The panel accepted he used his warrant card in an effort to impress and woo his victim while also telling her she ‘looked too curvy to be Asian’ and asking for a hug.

This was deeply inappropriate and also breached Government social distancing guidelines that were then in place, the BTP said.

His victim texted her friend at the time of the incident saying, ‘help me’.

In its judicial review, the BTP argued that the panel’s approach was unlawful, and it had failed to understand the seriousness of Aftab’s behaviour.

He responded at the High Court by claiming he was a ‘victim of the times we are now living in today’.

But the judge ruled there ‘could only be one rational and reasonable disciplinary outcome’ from his behaviour and BTP were ‘correct to observe that these proceedings capture a real and present national concern about male police officers’ conduct towards lone women’.

The judge stated it was his ‘own choice to approach a lone female and indulge in prejudiced racial stereotyping and sexualised language, amongst other troubling features of his conduct, which have been the undoing of his police career’.

BTP said that after the May 2021 misconduct hearing Aftab’s suspension no longer applied as the regulatory process was over.

But Ms D’Orsi used her powers to remove his warrant card while the judicial review was being considered, meaning he was banned from BTP premises.

After the force’s successful legal challenge on Friday, Ms D’Orsi said: ‘This is a strong position and a costly step for a police force to take, and I hope it reassures everyone of our determination to uphold the standards expected from those who work within British Transport Police and to root out those who corrupt our integrity.

‘Using a warrant card to influence a lone woman for an officer’s sexual gain is a total abuse of police powers and so seriously undermines public confidence that it is destructive to the very fabric of policing by consent.
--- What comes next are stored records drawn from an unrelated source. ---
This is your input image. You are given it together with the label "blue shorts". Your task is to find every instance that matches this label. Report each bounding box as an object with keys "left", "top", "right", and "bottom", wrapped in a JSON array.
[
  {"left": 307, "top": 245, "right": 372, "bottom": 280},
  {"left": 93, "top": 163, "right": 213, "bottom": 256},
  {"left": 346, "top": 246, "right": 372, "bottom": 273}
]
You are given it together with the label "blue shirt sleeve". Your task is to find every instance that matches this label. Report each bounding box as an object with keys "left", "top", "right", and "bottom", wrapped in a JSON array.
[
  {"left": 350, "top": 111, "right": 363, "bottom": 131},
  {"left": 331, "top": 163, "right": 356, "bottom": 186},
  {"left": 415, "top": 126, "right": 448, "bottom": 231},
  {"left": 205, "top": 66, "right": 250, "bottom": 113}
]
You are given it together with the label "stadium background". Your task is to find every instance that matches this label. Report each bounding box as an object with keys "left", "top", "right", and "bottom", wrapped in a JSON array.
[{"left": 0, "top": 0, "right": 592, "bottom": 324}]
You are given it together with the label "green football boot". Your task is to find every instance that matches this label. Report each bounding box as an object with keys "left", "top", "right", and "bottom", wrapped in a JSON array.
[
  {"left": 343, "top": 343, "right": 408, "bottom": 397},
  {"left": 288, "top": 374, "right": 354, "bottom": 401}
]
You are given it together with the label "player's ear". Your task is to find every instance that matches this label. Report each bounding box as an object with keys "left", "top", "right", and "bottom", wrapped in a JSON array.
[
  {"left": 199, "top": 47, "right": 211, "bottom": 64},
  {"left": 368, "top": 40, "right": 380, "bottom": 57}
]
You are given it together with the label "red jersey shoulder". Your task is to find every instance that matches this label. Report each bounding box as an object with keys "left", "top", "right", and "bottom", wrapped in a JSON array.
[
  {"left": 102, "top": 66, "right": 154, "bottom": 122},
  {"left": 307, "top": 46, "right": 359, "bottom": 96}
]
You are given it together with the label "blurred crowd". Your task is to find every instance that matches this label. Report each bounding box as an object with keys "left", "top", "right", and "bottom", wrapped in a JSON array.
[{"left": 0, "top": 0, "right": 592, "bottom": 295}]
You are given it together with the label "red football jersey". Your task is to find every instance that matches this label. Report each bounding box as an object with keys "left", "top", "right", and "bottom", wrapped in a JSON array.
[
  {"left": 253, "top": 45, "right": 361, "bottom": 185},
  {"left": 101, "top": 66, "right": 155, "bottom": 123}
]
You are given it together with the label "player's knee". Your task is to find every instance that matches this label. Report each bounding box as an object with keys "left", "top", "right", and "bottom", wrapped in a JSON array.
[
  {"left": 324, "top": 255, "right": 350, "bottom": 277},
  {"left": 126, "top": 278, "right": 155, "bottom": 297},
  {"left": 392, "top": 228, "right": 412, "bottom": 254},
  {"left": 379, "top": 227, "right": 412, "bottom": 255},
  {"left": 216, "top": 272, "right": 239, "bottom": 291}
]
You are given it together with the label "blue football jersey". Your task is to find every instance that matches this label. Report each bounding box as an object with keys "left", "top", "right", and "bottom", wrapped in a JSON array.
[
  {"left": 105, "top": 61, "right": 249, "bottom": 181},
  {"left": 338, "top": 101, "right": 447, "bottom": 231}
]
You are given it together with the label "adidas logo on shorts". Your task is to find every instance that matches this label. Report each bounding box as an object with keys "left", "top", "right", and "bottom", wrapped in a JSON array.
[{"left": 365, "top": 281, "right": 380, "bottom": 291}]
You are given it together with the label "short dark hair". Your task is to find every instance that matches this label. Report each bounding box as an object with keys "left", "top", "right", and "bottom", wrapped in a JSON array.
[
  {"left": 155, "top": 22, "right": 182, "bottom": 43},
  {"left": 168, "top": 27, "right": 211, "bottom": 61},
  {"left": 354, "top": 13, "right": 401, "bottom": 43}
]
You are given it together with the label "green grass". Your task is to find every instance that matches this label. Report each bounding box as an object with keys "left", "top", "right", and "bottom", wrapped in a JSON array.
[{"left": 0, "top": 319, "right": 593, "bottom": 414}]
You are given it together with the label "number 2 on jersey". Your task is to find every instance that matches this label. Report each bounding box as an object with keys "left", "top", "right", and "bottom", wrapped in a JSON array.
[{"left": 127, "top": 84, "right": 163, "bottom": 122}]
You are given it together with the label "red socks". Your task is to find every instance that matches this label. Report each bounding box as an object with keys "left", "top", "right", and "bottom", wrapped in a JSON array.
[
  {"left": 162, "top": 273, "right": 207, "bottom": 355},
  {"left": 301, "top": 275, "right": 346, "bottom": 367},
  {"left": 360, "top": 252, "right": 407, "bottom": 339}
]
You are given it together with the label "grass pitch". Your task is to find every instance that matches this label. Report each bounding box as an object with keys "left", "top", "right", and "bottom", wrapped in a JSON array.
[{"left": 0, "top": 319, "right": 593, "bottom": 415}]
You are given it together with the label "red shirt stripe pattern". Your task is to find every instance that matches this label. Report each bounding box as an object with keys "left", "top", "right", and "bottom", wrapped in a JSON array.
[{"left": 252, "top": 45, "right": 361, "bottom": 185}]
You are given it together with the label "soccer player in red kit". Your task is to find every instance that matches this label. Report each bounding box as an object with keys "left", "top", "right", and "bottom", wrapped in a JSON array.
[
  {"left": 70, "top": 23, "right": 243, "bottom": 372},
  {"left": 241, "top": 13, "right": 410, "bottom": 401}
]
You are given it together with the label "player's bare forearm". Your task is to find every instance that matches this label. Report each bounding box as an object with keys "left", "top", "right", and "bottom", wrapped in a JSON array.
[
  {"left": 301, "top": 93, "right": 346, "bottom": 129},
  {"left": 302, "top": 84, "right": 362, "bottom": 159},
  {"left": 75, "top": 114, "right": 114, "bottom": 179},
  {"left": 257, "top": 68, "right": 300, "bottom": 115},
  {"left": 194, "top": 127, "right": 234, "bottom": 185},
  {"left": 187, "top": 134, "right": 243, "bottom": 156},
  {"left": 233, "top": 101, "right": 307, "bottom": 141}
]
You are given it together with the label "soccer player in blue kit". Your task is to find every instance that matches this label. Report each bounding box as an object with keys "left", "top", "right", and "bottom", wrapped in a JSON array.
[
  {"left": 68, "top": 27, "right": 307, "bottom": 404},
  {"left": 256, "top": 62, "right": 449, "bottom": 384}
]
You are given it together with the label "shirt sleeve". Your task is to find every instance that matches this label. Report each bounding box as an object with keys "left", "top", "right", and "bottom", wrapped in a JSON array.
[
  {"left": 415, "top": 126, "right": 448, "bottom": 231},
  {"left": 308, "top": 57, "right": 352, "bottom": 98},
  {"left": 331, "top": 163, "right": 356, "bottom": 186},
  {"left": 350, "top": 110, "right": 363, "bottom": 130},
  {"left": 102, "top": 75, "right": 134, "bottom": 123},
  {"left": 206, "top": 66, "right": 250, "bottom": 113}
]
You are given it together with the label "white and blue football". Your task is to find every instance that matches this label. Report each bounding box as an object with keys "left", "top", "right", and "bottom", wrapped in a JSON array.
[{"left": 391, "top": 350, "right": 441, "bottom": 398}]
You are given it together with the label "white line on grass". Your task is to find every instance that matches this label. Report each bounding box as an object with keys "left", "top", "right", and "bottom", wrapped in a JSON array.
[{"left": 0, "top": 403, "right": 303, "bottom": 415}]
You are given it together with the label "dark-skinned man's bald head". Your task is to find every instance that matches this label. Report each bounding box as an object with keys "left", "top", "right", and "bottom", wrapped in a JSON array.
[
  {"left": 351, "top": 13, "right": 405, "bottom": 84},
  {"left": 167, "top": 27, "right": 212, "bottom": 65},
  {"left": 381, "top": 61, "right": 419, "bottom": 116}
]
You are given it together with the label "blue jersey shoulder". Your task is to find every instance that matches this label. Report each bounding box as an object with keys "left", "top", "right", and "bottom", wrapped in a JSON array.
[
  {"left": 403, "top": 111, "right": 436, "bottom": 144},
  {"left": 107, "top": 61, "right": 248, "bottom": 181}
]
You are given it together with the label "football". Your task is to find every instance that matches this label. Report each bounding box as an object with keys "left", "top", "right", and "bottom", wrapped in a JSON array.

‘It is completely unforgivable that any woman should feel so intimidated by the actions of a police officer that she feels compelled to text her friend for help.

‘This is why we were so determined to ensure he doesn’t work another day as police officer, and I am pleased that the judge agreed with our challenge today.’

In a blog published after the ruling, Ms D’Orsi called for improved transparency and accountability to underpin professionalism in policing.

She wrote: ‘Most significantly, I have asked the Home Office to grant Chief Constables the power to decide whether to dismiss an officer where gross misconduct has been proven by an independent panel.

‘I am ultimately accountable for the actions of every person I employ. We hear a lot about common sense policing these days and I’ve always been a big fan.

‘What defies common sense more than a system that compels me to retain a police officer who I believe to be a danger to the public, and specifically to lone women? I can’t think of much.’

She added: ‘Whilst I am grateful for the judge’s ruling, it should never have come to this.

‘Nobody would want us to have to use public money in this way. We don’t want to work with corrupt officers, abusers or sexual predators. But the system has to help us.’